In order to verify that microinfusion of anisomycin had no aversive value by itself and in consequence did not induce CTA, animals were microinfused with anisomycin (or saline) into the vmPFC immediately after the first exposure to saccharin (i.e., 2 min following the offset of drinking) and received i.p. injection of saline instead of LiCl (n = 7 each). Both groups did not show any aversion to saccharin as indicated by an aversion ratio <50 throughout the six test days (Fig. 2B). ANOVA did not reveal a significant effect of the treatment (F(1,12) < 1, NS), the test day (F(1,12) < 1, NS), or the interaction between treatment and day (F(1,12) < 1, NS).

We also investigated whether protein synthesis in vmPFC is specifically required for CTA extinction learning. For this purpose we evaluated the effect of anisomycin infusion in vmPFC on CTA acquisition. Animals were microinfused with anisomycin or vehicle on conditioning day (n = 10 each) shortly after the first exposure to saccharin and ∼30 min before LiCl treatment. Both groups showed marked aversion to saccharin as indicated by an aversion ratio >90 on the first test day (Fig. 2C). There was a significant effect of the test day for both groups (F(1,12) = 55.211, P < 0.001), but not of the treatment (F(1,12) < 1, NS) or the interaction between treatment and day (F(1,12) < 1, NS). Thus, protein synthesis in the vmPFC is not required for CTA acquisition.
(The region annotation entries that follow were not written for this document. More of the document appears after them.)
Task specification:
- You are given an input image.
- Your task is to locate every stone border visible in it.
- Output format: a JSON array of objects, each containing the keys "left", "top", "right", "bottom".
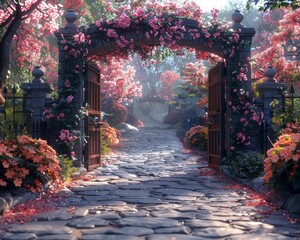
[
  {"left": 220, "top": 165, "right": 300, "bottom": 215},
  {"left": 0, "top": 188, "right": 41, "bottom": 215}
]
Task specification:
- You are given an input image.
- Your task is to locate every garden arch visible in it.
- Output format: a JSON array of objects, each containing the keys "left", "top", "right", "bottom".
[{"left": 55, "top": 10, "right": 259, "bottom": 171}]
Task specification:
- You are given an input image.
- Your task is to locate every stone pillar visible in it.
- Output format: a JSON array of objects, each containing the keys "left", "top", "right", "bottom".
[
  {"left": 258, "top": 66, "right": 287, "bottom": 152},
  {"left": 55, "top": 9, "right": 84, "bottom": 167},
  {"left": 21, "top": 66, "right": 53, "bottom": 140}
]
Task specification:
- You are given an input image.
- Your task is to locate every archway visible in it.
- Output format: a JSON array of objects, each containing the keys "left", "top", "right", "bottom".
[{"left": 56, "top": 6, "right": 255, "bottom": 170}]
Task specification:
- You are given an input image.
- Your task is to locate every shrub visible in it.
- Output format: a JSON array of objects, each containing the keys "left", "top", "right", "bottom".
[
  {"left": 264, "top": 132, "right": 300, "bottom": 192},
  {"left": 183, "top": 125, "right": 208, "bottom": 151},
  {"left": 163, "top": 108, "right": 184, "bottom": 125},
  {"left": 0, "top": 135, "right": 62, "bottom": 192},
  {"left": 223, "top": 151, "right": 264, "bottom": 179},
  {"left": 102, "top": 102, "right": 128, "bottom": 127},
  {"left": 58, "top": 155, "right": 77, "bottom": 182}
]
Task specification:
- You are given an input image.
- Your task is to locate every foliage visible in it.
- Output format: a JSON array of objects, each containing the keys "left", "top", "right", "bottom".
[
  {"left": 99, "top": 57, "right": 142, "bottom": 103},
  {"left": 252, "top": 8, "right": 300, "bottom": 87},
  {"left": 264, "top": 132, "right": 300, "bottom": 192},
  {"left": 157, "top": 70, "right": 180, "bottom": 101},
  {"left": 89, "top": 2, "right": 240, "bottom": 61},
  {"left": 227, "top": 59, "right": 264, "bottom": 151},
  {"left": 0, "top": 0, "right": 63, "bottom": 86},
  {"left": 58, "top": 155, "right": 77, "bottom": 182},
  {"left": 272, "top": 98, "right": 300, "bottom": 133},
  {"left": 183, "top": 125, "right": 208, "bottom": 151},
  {"left": 174, "top": 62, "right": 208, "bottom": 108},
  {"left": 100, "top": 131, "right": 111, "bottom": 156},
  {"left": 126, "top": 111, "right": 144, "bottom": 127},
  {"left": 223, "top": 151, "right": 264, "bottom": 179},
  {"left": 101, "top": 122, "right": 121, "bottom": 147},
  {"left": 247, "top": 0, "right": 300, "bottom": 12},
  {"left": 102, "top": 101, "right": 128, "bottom": 127},
  {"left": 163, "top": 108, "right": 184, "bottom": 125},
  {"left": 0, "top": 135, "right": 62, "bottom": 192}
]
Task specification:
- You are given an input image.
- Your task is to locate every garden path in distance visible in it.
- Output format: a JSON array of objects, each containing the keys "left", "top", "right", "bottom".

Next we examined whether CTA extinction in the vmPFC is dependent on NMDA receptor function. Hence, animals were microinfused with vehicle (n = 8), low (APV low dose, n = 8) or high (APV high dose, n = 7) doses of APV into the vmPFC immediately following the first retrieval test (i.e., 2 min following the offset of drinking; Fig. 3). ANOVA conducted on aversion index throughout the six test days revealed a significant effect of the test day (F(1,20) = 57.559, P < 0.001), but not of the treatment (F(2,20) < 1, NS) or the interaction between treatment and day (F(2,20) < 1, NS). Hence, NMDA function in the vmPFC is not required for CTA extinction learning.

Figure 3.

Figure 3.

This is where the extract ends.